I won’t lie, I was bricking it the first time I went up to the social secretary on duty and asked if anyone else was climbing the same level as me. Rather than laugh and point, though, he welcomed be with a handshake and introduced me to Phil, who I spent the next couple of hours having a laugh and climbing with. It really pushed me in my climbing too, and I ended up climbing at a much higher grade than I usually would.

Today a got a message from another climber who saw my advert on the notice board. We’ve arranged to meet up tomorrow at the wall. I am, of course, really nervous. Somewhere inside my head, though, my little rational voice is fighting to be heard, and it’s saying that it’ll be OK.

Taking a ‘step’ into the unknown

Every year, I challenge myself to visit at least one new place and try at least one new activity. If you haven’t already guessed from my terrible pun in the title of this post, which I apologise profusely for, my latest attempt at a new activity is ‘Step Class’.

The step class at my local community centre is between my usual gym time and yoga class, so I quite often catch bits of it as I walk past to use the changing rooms. Since I first saw all those energetic steppers bouncing away, I’ve wanted to give step class a try, but I kept putting it off and making excuses. Why do we do that? I get really nervous before I go into any new group situation for the first time, and I know it’s ridiculous.
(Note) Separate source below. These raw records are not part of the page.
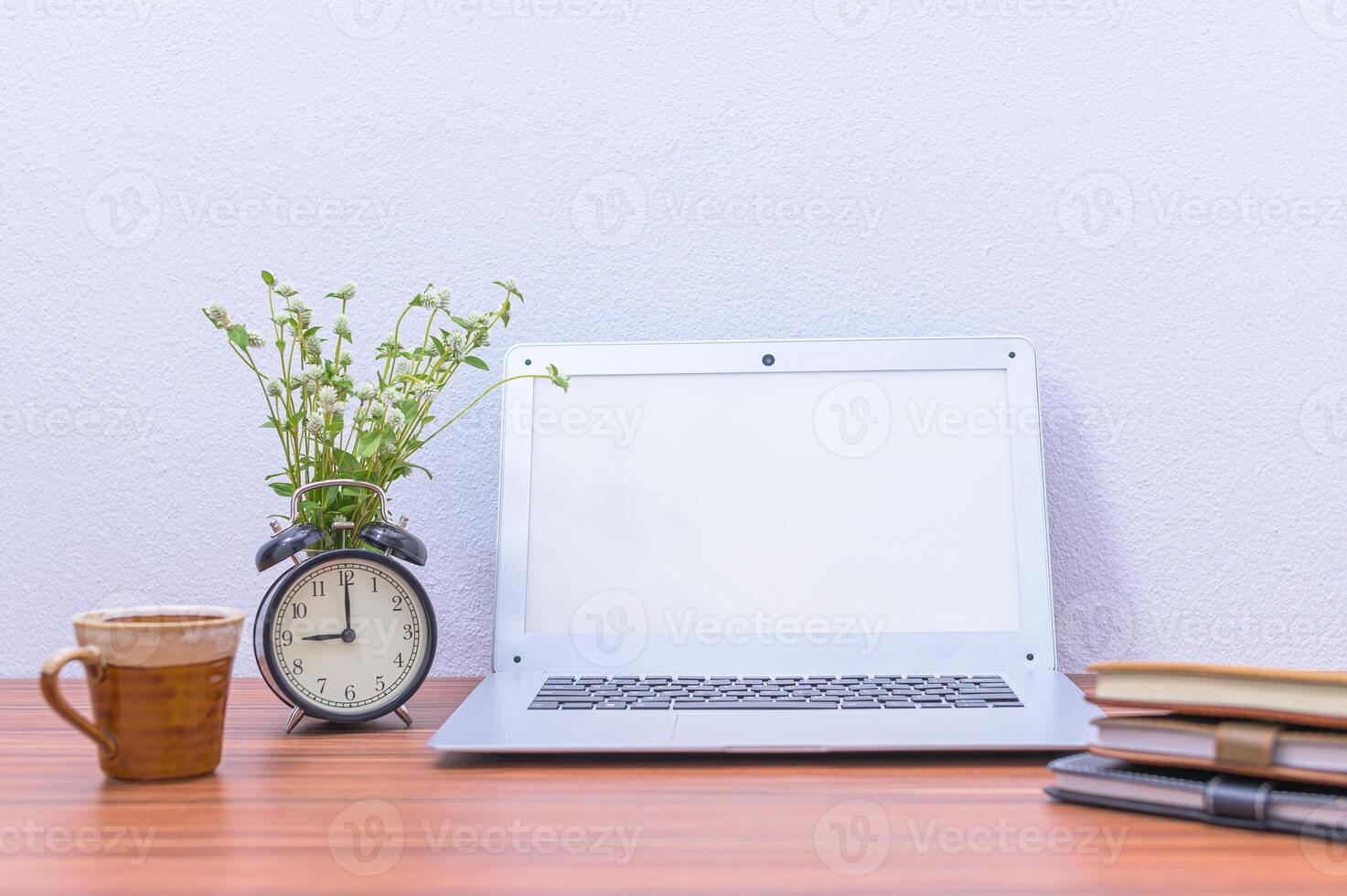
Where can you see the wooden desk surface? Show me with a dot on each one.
(356, 810)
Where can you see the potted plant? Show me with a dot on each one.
(329, 424)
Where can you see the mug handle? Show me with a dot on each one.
(96, 668)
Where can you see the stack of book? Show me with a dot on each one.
(1255, 748)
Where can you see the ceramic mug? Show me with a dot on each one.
(158, 680)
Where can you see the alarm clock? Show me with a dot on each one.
(345, 635)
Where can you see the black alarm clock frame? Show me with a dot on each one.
(396, 545)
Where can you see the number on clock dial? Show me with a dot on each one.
(387, 620)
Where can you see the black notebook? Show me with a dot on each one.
(1253, 804)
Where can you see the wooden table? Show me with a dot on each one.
(372, 808)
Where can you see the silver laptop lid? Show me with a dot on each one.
(850, 506)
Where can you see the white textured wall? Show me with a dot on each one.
(1152, 193)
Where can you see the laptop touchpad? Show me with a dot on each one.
(775, 728)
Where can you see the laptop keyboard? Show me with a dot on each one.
(782, 691)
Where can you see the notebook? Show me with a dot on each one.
(1196, 795)
(1244, 747)
(1303, 699)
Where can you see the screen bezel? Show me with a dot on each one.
(1031, 647)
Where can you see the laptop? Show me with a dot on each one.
(775, 546)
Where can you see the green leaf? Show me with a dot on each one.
(368, 443)
(239, 336)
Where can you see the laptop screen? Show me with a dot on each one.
(775, 503)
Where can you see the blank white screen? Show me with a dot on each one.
(882, 496)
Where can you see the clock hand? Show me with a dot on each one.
(347, 634)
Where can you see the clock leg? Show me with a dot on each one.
(294, 719)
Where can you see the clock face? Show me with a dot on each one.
(349, 635)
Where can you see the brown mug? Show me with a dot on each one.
(158, 679)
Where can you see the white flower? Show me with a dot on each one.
(217, 315)
(436, 298)
(455, 347)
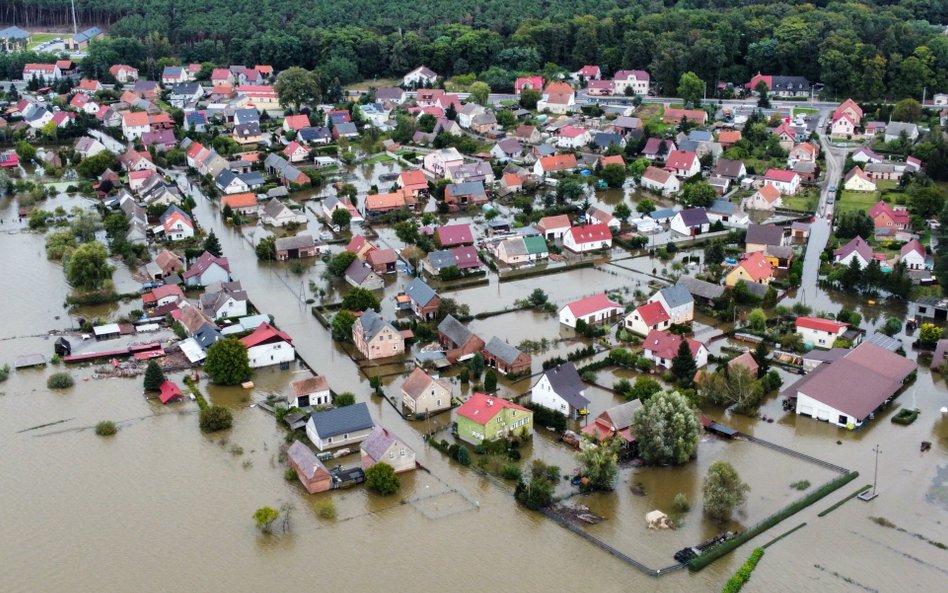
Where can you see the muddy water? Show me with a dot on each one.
(162, 507)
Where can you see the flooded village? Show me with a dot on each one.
(509, 303)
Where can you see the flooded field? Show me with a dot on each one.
(163, 507)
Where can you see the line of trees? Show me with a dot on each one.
(855, 49)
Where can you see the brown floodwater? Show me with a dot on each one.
(162, 507)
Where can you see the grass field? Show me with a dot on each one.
(852, 200)
(38, 38)
(804, 111)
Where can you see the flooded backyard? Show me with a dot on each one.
(163, 507)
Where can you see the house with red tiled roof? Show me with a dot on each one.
(414, 182)
(553, 227)
(296, 152)
(123, 73)
(557, 97)
(268, 346)
(755, 268)
(683, 163)
(454, 235)
(886, 217)
(819, 332)
(557, 163)
(295, 122)
(634, 81)
(675, 116)
(788, 182)
(765, 198)
(661, 347)
(590, 237)
(593, 310)
(660, 180)
(849, 108)
(857, 180)
(487, 418)
(648, 317)
(528, 82)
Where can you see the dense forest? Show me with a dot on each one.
(871, 49)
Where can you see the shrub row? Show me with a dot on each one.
(736, 582)
(709, 556)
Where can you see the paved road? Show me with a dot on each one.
(822, 225)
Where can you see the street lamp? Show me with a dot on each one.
(870, 494)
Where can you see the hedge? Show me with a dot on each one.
(736, 582)
(699, 562)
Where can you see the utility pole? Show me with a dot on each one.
(75, 28)
(870, 494)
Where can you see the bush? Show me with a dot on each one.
(381, 478)
(736, 582)
(712, 554)
(106, 428)
(325, 509)
(680, 503)
(510, 471)
(60, 381)
(215, 418)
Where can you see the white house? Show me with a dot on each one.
(660, 180)
(590, 237)
(683, 163)
(647, 317)
(691, 221)
(438, 162)
(913, 255)
(573, 137)
(661, 347)
(420, 76)
(766, 198)
(637, 80)
(206, 270)
(848, 391)
(819, 332)
(788, 182)
(677, 301)
(339, 427)
(381, 446)
(592, 310)
(562, 390)
(268, 346)
(312, 391)
(135, 124)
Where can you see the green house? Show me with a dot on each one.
(486, 418)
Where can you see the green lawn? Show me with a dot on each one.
(38, 38)
(853, 200)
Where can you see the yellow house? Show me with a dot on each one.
(857, 180)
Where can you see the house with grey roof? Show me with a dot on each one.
(360, 275)
(382, 446)
(339, 427)
(705, 292)
(562, 390)
(691, 222)
(376, 338)
(424, 300)
(507, 359)
(458, 341)
(678, 303)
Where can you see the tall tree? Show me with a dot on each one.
(723, 491)
(690, 89)
(667, 429)
(296, 87)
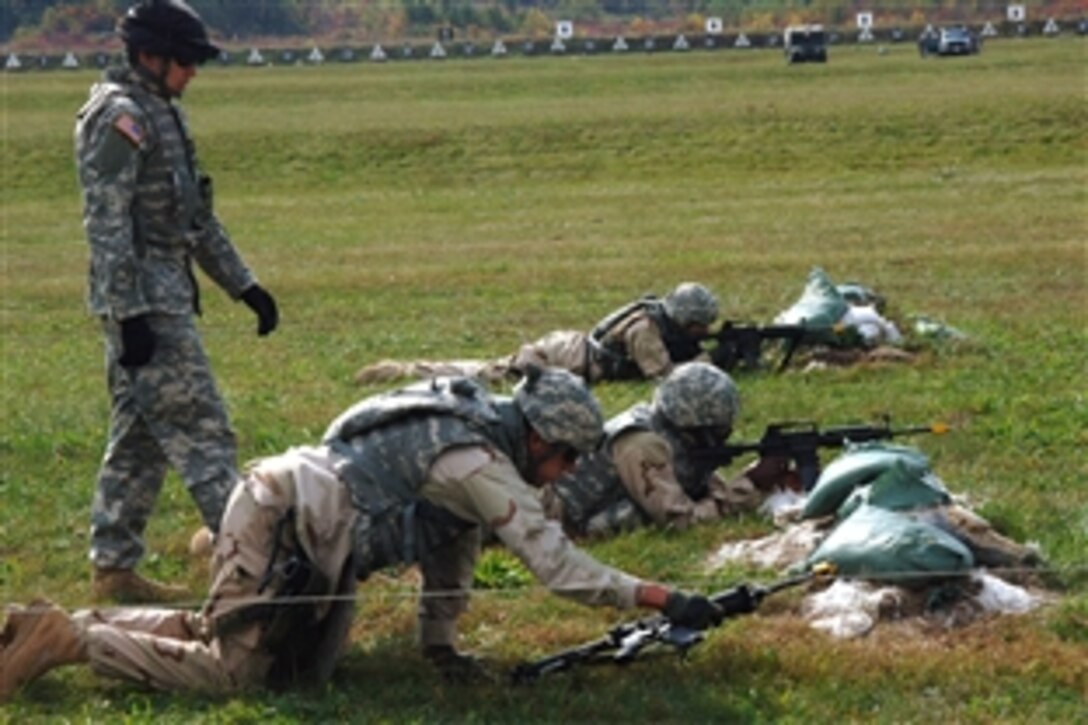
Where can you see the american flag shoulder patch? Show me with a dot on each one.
(128, 127)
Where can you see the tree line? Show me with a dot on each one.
(87, 22)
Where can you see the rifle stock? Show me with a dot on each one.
(801, 442)
(623, 642)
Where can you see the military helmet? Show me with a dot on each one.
(697, 395)
(691, 304)
(169, 28)
(559, 407)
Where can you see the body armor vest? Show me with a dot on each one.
(607, 348)
(384, 446)
(595, 500)
(173, 197)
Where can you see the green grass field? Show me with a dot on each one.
(457, 209)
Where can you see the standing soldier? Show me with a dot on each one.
(642, 472)
(148, 214)
(411, 476)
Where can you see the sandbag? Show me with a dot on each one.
(857, 465)
(899, 488)
(894, 547)
(855, 293)
(819, 307)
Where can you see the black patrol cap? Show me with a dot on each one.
(169, 28)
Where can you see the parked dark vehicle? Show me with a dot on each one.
(805, 44)
(953, 40)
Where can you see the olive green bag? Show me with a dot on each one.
(858, 464)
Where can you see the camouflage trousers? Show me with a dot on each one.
(167, 413)
(171, 650)
(176, 650)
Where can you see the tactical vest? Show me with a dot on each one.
(594, 499)
(384, 446)
(172, 198)
(608, 349)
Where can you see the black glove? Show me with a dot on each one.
(137, 342)
(456, 667)
(692, 611)
(263, 305)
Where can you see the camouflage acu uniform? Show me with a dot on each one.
(432, 465)
(236, 641)
(640, 476)
(638, 341)
(148, 214)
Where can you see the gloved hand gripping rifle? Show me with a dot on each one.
(623, 642)
(801, 441)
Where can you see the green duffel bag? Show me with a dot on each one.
(892, 547)
(899, 488)
(819, 307)
(857, 465)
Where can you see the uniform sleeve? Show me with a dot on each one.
(495, 495)
(218, 257)
(213, 250)
(647, 349)
(644, 463)
(110, 159)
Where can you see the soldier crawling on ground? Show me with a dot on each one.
(643, 340)
(148, 214)
(412, 476)
(641, 474)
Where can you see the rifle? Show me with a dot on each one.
(801, 442)
(625, 641)
(741, 343)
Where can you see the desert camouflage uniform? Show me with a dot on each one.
(640, 476)
(433, 465)
(215, 650)
(147, 213)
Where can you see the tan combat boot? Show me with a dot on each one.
(36, 639)
(202, 542)
(126, 587)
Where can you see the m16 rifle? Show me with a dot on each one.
(801, 441)
(740, 344)
(623, 642)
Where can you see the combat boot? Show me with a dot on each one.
(202, 542)
(126, 587)
(36, 639)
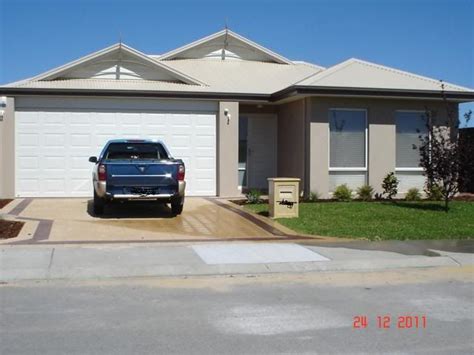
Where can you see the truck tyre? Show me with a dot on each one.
(177, 206)
(99, 205)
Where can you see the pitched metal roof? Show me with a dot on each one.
(223, 40)
(356, 73)
(273, 76)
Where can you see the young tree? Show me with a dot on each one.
(440, 155)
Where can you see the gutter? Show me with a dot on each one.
(291, 91)
(11, 91)
(384, 93)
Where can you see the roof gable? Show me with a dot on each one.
(117, 62)
(225, 45)
(356, 73)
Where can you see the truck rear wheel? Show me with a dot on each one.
(99, 205)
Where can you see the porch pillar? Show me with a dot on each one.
(228, 149)
(7, 150)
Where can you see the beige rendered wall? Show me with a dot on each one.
(381, 135)
(227, 150)
(291, 142)
(7, 151)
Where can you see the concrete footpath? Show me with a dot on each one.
(19, 263)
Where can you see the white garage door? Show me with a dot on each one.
(52, 147)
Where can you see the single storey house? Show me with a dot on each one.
(233, 110)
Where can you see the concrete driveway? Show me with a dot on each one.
(71, 220)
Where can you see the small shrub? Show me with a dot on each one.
(365, 192)
(378, 196)
(342, 193)
(434, 192)
(254, 196)
(313, 196)
(413, 195)
(390, 185)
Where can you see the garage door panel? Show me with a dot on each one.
(53, 147)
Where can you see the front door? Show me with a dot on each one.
(261, 150)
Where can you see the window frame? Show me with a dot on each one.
(402, 168)
(366, 143)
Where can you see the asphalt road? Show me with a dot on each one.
(305, 313)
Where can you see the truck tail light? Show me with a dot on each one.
(181, 171)
(102, 173)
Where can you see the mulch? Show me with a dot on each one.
(3, 203)
(10, 229)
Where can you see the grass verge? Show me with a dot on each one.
(381, 220)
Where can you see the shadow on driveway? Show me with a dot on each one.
(134, 209)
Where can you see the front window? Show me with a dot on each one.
(347, 147)
(142, 151)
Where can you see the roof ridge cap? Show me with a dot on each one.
(328, 71)
(408, 74)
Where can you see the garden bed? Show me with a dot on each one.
(381, 220)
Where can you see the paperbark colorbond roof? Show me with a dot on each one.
(356, 73)
(228, 63)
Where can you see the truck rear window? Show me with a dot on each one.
(150, 151)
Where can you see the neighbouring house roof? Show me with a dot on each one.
(226, 64)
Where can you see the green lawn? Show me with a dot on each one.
(382, 220)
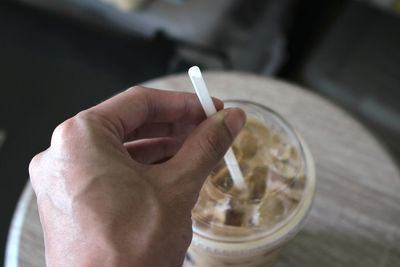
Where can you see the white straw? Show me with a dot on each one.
(209, 108)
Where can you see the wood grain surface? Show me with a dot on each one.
(355, 219)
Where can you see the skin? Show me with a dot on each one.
(118, 182)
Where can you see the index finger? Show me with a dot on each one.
(137, 105)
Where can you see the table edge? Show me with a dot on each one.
(14, 234)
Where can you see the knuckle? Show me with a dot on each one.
(71, 131)
(34, 167)
(137, 89)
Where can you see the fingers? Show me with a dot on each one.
(151, 130)
(206, 145)
(137, 105)
(149, 151)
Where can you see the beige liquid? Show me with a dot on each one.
(228, 222)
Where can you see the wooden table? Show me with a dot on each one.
(355, 220)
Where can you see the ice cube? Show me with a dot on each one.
(247, 144)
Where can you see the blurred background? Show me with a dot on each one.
(58, 57)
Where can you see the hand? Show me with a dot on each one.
(118, 182)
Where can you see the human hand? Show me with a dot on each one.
(118, 182)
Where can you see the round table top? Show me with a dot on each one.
(355, 218)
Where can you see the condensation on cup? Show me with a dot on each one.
(235, 227)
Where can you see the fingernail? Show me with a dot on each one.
(235, 119)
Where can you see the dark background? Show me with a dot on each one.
(52, 66)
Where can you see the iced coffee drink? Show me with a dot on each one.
(246, 227)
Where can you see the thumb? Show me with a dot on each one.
(207, 144)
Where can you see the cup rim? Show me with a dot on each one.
(288, 229)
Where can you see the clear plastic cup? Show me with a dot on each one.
(248, 227)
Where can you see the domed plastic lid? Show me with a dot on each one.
(273, 163)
I’ll either like it, or not. If it’s the latter, then I just won’t go again, as in the case of the Core Strength Workout that I tried at the local climbing wall (http://thetravelbug.blog.co.uk/2012/02/14/core-strength-12782430/ for anyone who hasn’t read my old blog). So, this week, I had a word with myself and promised myself I’d make it to step class. And I am so glad that I did, because not only was it a good workout but I had a blast doing it.

For anyone else who is old enough to remember, the step instructor reminds me of Victoria Wood in the sketch where she played the substitute aerobics instructor. And I mean that in the most complimentary way possible. She is brilliant. She has so much energy and enthusiasm, and she constantly looks out for us clueless beginners who watch in confusion as the experienced regulars throw themselves into the more difficult routines. Even with my dance background, I think it’s going to take me a few weeks until I can keep up with them.

The hour flew by so quickly because I was enjoying it so much and concentrating so hard on what I was doing. Personally, I really enjoy sports where I have to think, so step class is perfect for me. It took me back to my dancing days, having to remember routines and make sure you’re on the correct leg and using your arms at the same time.

My only worry is that after a few weeks the class could get a bit repetitive. I’m hoping that she mixes it up a bit now and then. For now, though, I’m loving step. Bring on the next class!